SPFとCSAが指摘したように、仮想通貨ドレイナー関連の攻撃はフィッシング・キャンペーンから始まる。通常は、著名なソーシャルメディアのアカウントをハッキングしたり、大手サービス・プロバイダーのハッキングされたデータベースからユーザーに詐欺メールを送信したりする。
(2/2) CSA and @singaporepoliceforce have issued an advisory on the use of crypto drainers to facilitate cryptocurrency theft and how individuals can protect themselves from it. Read the join advisory here. https://t.co/FCnjkjrRdE
— CSA (@CSAsingapore) January 31, 2024
ハッカーは、フィッシング攻撃で偽の取引ウェブサイトにユーザーを誘導し、Web3ウォレットを接続させる。

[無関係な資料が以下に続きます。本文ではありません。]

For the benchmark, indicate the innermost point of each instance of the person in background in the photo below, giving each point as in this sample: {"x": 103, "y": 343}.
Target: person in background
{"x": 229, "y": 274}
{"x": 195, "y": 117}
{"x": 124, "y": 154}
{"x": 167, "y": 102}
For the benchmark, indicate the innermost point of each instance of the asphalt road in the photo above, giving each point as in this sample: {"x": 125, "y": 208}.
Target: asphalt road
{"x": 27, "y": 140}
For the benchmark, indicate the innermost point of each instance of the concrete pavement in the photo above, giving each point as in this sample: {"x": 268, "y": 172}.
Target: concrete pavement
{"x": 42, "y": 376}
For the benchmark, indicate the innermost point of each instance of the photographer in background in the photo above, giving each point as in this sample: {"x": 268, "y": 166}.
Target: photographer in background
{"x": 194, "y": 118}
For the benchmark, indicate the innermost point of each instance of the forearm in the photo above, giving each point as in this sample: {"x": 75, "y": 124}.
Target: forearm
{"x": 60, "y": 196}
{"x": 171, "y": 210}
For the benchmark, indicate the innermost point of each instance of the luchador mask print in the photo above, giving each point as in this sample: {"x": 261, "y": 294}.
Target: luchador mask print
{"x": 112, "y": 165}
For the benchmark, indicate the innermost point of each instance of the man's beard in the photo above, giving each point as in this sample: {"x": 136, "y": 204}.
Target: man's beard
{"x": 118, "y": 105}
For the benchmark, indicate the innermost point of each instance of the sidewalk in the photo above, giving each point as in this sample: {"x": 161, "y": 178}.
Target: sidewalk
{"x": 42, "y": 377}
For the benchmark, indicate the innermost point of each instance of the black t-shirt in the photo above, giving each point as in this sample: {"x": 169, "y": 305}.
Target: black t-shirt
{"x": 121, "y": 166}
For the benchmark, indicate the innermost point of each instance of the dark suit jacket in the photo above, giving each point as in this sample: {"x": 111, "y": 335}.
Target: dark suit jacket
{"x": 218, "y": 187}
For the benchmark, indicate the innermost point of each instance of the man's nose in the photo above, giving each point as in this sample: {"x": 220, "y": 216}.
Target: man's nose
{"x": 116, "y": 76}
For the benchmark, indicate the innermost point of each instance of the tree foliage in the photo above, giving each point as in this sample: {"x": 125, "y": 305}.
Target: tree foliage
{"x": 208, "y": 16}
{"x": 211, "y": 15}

そこで、悪意のあるスマートコントラクトによって、資金を盗み出している。
このやり方はハッカーの間で広く知られている。2023年には、人気のある既製の仮想通貨ドレイナーであるMSドレイナーを使って、5900万ドル相当の仮想通貨が盗まれている。
1/ Alert: A 'Wallet Drainer' has been linked to phishing campaigns on Google search and X ads, draining approximately $58M from over 63K victims in 9 months. pic.twitter.com/ye3ob2uTtz
— Scam Sniffer | Web3 Anti-Scam (@realScamSniffer) December 21, 2023
盗まれた資金は、仮想通貨ミキサーのような取引を匿名化するサービスを経由されるため、追跡できる可能性は大きく低下する。
シンガポール当局は、ウォレットドレイナー攻撃に対するセキュリティのためにハードウェアウォレットの使用を推奨している。この勧告では、仮想通貨投資家に徹底的な調査を行うよう助言する一方、シンガポール国民に対し、このような事件が発生した場合は当局と仮想通貨サービス・プロバイダーに報告するよう求めている。